/real-time-annotate

Speed up the annotation process by making the assumption that objects being labeled are constant in position and lighting. This assumption is helpful in creating Object Detection systems in industrial environments.

Primary LanguagePython

Real Time Annotation Tool for Constantly Positioned Objects

Developed by Kaleb Byrum

This tool intends to speed up the annotation process by making the assumption that objects being labeled are constant in position and lighting. This assumption is helpful in creating Object Detection systems in industrial environments.

Introduction

Custom Object Detection tasks empowered by TensorFlow models are created by introducing a TensorFlow training program to multitudes of labeled images that identify for the computer that is within the image it is analyzing. Using these labeled images, a TensorFlow training program outputs a model file which is used in a driving program that performs object identification, either through taken images or in real-time using a connected camera.

The task of labeling raw images is a cumbersome task. For a one-man show, it is an even more cumbersome task. So, in order to minimize the time necessary to prepare the training of a TensorFlow Object Detection model, this program automatically annotates images while taking the images that will be used as input.

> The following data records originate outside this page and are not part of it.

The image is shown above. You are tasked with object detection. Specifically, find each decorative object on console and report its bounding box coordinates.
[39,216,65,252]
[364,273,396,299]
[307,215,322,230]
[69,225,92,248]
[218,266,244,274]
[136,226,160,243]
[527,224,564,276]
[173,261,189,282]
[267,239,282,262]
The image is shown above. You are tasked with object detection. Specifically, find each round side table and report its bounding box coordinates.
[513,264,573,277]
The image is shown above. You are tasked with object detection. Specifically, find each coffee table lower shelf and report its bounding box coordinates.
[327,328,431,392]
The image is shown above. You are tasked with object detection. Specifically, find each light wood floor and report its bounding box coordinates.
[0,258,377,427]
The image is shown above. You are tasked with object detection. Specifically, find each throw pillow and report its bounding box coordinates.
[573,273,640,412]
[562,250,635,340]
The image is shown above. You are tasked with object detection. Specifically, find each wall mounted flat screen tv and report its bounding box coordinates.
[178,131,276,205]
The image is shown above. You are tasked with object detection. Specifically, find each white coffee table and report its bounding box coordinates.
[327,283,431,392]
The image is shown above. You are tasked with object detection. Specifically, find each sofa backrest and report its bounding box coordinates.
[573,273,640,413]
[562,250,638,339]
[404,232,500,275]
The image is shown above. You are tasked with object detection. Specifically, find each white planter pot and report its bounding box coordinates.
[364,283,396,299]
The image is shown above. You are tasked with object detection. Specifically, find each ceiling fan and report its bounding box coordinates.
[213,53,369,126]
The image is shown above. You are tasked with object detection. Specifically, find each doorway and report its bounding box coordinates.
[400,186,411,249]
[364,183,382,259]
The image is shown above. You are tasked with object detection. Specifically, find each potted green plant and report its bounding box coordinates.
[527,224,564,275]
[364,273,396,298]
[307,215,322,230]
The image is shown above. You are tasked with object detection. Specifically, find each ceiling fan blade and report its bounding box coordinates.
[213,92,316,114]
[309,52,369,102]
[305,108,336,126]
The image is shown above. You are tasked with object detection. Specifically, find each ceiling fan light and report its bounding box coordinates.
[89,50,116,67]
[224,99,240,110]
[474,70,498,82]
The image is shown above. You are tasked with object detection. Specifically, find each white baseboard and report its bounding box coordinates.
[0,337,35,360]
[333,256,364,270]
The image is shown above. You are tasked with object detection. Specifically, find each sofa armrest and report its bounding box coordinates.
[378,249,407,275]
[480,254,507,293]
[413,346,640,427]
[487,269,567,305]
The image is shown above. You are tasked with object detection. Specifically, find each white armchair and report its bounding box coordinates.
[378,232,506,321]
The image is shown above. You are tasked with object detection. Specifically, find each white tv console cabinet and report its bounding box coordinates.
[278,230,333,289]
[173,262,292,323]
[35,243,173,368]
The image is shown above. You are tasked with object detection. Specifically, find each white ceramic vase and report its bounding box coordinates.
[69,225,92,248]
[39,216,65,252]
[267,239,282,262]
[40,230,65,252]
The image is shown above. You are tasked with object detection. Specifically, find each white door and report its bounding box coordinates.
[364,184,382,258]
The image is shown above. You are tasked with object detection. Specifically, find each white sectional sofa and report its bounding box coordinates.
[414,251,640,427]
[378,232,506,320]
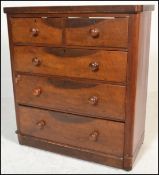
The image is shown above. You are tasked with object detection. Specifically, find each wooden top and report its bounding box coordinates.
[4,5,154,14]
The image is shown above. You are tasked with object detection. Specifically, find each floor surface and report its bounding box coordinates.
[1,92,158,174]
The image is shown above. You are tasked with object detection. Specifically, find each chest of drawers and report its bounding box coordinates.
[4,5,153,170]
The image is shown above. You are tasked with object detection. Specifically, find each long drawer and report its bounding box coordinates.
[16,75,126,121]
[18,106,124,156]
[14,46,127,82]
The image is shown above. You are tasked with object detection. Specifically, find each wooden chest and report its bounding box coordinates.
[4,5,154,170]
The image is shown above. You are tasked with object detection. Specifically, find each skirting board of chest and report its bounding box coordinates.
[4,5,154,170]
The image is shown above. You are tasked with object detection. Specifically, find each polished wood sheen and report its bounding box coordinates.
[65,16,128,48]
[16,75,125,121]
[11,17,63,44]
[4,5,154,170]
[19,107,124,157]
[14,46,127,82]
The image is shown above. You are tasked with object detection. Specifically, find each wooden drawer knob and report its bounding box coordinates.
[90,28,99,38]
[32,57,41,66]
[88,96,98,105]
[31,28,39,36]
[89,62,99,72]
[33,88,41,96]
[36,120,46,129]
[89,131,99,141]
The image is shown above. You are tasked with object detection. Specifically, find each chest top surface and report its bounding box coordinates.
[4,5,154,14]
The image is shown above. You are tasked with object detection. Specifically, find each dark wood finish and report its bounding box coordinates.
[66,17,128,48]
[19,107,124,157]
[18,132,123,168]
[11,18,63,44]
[4,5,154,170]
[16,75,125,121]
[4,5,154,14]
[14,46,127,82]
[124,12,151,169]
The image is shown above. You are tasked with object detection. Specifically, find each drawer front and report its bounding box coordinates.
[16,75,125,120]
[14,46,127,82]
[11,18,63,45]
[66,18,128,48]
[18,107,124,156]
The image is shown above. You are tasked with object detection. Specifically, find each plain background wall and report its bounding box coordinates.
[1,1,158,98]
[1,1,158,174]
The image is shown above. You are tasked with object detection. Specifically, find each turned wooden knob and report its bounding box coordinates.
[32,57,41,66]
[88,96,98,105]
[90,28,99,38]
[89,62,99,72]
[36,120,46,129]
[89,131,99,141]
[31,28,39,36]
[33,88,41,96]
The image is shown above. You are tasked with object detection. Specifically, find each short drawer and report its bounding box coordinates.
[66,17,128,48]
[11,18,63,45]
[14,46,127,82]
[16,75,125,121]
[18,106,124,156]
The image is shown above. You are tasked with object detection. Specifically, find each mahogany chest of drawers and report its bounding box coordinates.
[4,5,154,170]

This is possible by using one hand-annotated image as input, which serves as a template for the rest of the images within the training set. This process reduces the data collection and annotation process to one that takes minutes.

How it works

Real-Time Annotation can be separated into two steps:

  • Hand-Annotation of one image of the training set you intend to real-time annotate.
  • Set the configurations of the program by modifying the config .yaml file.
  • The execution of real-time-annotate .py program, which will read the hand-annotated XML to generate a shape for which to fit the new input images.

The hand-annotated image must be annotated in XML format, which is standard for individual TensorFlow annotations. Hand-annotations can be created using the LabelImg tool, which is available on GitHub.

There are three configurations to consider within config .yaml:

  • The width and height of the images within your training set.
  • The counter for which to start. (if you are starting on the first labeled set, this can be 0 or 1, but you would want to change this to the next starting number when you get to the next labeled set, to prevent overwrite.)
  • The XML file to use as a template. This file path should lead to the XML file hand-annotated in Step 1.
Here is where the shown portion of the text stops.